Ayant trouvé le temps, entre ses maladies et ses chômages, d’étudier les grands livres, il en a exprimé le suc et mâché la moelle. Cela le soutient, comme du sang de bœuf bu chaud à l’abattoir. Vivant de sa passion — le cœur soutenant la poitrine ; ayant même tiré de son mal une théorie qui, sans qu’il le sache, est la fille de sa souffrance et fait peur sur ses lèvres : « Le capital mourrait si, tous les matins, on ne graissait pas les rouages de ses machines avec de l’huile d’homme. Il faut, à ces bêtes de fonte et d’acier, le pansage et la poussée de l’ouvrier. »


À lui aussi, il faudrait le pansage de ses bronches, qui suent rouge, et quelques gouttes de cette huile qu’on appelle le vin dans sa charpente détraquée.

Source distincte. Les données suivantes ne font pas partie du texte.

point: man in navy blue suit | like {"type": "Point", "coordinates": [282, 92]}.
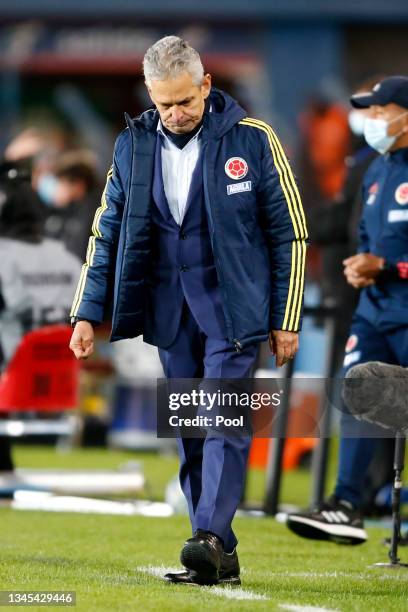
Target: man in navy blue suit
{"type": "Point", "coordinates": [201, 237]}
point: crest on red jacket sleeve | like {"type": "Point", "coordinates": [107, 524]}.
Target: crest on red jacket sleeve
{"type": "Point", "coordinates": [236, 168]}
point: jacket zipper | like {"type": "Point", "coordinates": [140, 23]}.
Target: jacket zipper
{"type": "Point", "coordinates": [235, 341]}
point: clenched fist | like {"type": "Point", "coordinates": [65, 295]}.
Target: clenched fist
{"type": "Point", "coordinates": [82, 340]}
{"type": "Point", "coordinates": [284, 345]}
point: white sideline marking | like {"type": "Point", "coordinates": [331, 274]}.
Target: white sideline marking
{"type": "Point", "coordinates": [157, 571]}
{"type": "Point", "coordinates": [297, 608]}
{"type": "Point", "coordinates": [234, 593]}
{"type": "Point", "coordinates": [227, 592]}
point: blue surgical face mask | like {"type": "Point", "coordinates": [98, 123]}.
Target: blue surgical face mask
{"type": "Point", "coordinates": [356, 122]}
{"type": "Point", "coordinates": [376, 133]}
{"type": "Point", "coordinates": [46, 188]}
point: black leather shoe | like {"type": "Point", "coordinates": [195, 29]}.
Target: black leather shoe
{"type": "Point", "coordinates": [203, 554]}
{"type": "Point", "coordinates": [229, 570]}
{"type": "Point", "coordinates": [228, 573]}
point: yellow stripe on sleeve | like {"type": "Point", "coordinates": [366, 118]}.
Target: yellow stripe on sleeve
{"type": "Point", "coordinates": [290, 190]}
{"type": "Point", "coordinates": [96, 233]}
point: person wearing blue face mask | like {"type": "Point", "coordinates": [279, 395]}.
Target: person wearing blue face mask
{"type": "Point", "coordinates": [379, 330]}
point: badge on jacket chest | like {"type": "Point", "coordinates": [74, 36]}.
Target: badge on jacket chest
{"type": "Point", "coordinates": [236, 168]}
{"type": "Point", "coordinates": [401, 194]}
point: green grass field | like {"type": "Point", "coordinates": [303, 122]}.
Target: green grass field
{"type": "Point", "coordinates": [105, 559]}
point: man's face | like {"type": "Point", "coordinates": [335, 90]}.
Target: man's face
{"type": "Point", "coordinates": [180, 103]}
{"type": "Point", "coordinates": [396, 116]}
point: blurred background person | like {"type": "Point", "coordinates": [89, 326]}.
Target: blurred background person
{"type": "Point", "coordinates": [37, 275]}
{"type": "Point", "coordinates": [334, 226]}
{"type": "Point", "coordinates": [379, 329]}
{"type": "Point", "coordinates": [70, 192]}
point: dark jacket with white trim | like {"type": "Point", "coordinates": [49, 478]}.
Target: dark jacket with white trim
{"type": "Point", "coordinates": [258, 235]}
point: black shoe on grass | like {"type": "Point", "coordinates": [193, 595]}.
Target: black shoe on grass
{"type": "Point", "coordinates": [335, 520]}
{"type": "Point", "coordinates": [228, 573]}
{"type": "Point", "coordinates": [203, 554]}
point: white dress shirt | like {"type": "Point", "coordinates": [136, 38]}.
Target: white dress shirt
{"type": "Point", "coordinates": [177, 169]}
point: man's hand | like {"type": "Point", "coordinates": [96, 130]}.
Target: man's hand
{"type": "Point", "coordinates": [284, 345]}
{"type": "Point", "coordinates": [361, 270]}
{"type": "Point", "coordinates": [82, 340]}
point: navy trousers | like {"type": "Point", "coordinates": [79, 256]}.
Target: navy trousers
{"type": "Point", "coordinates": [212, 470]}
{"type": "Point", "coordinates": [366, 343]}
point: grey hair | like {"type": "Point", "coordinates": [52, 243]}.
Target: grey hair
{"type": "Point", "coordinates": [169, 57]}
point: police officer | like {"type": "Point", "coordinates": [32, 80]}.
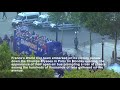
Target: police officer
{"type": "Point", "coordinates": [76, 43]}
{"type": "Point", "coordinates": [4, 15]}
{"type": "Point", "coordinates": [1, 41]}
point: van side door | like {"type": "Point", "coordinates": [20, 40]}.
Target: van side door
{"type": "Point", "coordinates": [32, 18]}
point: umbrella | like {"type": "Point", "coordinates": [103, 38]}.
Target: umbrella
{"type": "Point", "coordinates": [115, 67]}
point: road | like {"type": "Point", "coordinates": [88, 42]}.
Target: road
{"type": "Point", "coordinates": [68, 36]}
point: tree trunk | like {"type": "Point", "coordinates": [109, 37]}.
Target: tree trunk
{"type": "Point", "coordinates": [56, 32]}
{"type": "Point", "coordinates": [115, 47]}
{"type": "Point", "coordinates": [90, 44]}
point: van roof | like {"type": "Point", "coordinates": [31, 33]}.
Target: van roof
{"type": "Point", "coordinates": [44, 16]}
{"type": "Point", "coordinates": [28, 13]}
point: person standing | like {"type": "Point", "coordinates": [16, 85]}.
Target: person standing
{"type": "Point", "coordinates": [4, 15]}
{"type": "Point", "coordinates": [76, 43]}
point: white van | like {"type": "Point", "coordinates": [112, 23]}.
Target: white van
{"type": "Point", "coordinates": [42, 22]}
{"type": "Point", "coordinates": [25, 17]}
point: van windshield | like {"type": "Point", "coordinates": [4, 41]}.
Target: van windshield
{"type": "Point", "coordinates": [42, 19]}
{"type": "Point", "coordinates": [18, 17]}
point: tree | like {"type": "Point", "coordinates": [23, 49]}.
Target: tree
{"type": "Point", "coordinates": [5, 56]}
{"type": "Point", "coordinates": [57, 18]}
{"type": "Point", "coordinates": [105, 23]}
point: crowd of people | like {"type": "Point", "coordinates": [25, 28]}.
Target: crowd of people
{"type": "Point", "coordinates": [7, 39]}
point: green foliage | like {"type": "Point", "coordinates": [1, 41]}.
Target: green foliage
{"type": "Point", "coordinates": [43, 73]}
{"type": "Point", "coordinates": [105, 23]}
{"type": "Point", "coordinates": [5, 56]}
{"type": "Point", "coordinates": [82, 73]}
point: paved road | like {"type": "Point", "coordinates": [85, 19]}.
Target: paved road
{"type": "Point", "coordinates": [68, 36]}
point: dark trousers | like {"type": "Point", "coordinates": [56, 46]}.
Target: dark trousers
{"type": "Point", "coordinates": [4, 15]}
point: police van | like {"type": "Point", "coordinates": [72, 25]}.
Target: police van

Il n’y faut point songer ! il mange à peine et boit de l’eau. Il est feuillagiste, et le feuillage ne va pas. La manipulation des outils de travail achève de lui ronger ce qu’il a de vie — le poison aide la famine.


Mais cet autre poison qu’on appelle le gaz, et les émanations lourdes qui se dégagent des foules entassées dans les locaux trop étroits, combattent le mal par le mal. Il prend la fièvre là-dedans, et la fièvre le galvanise, le relève, et l’emporte haut.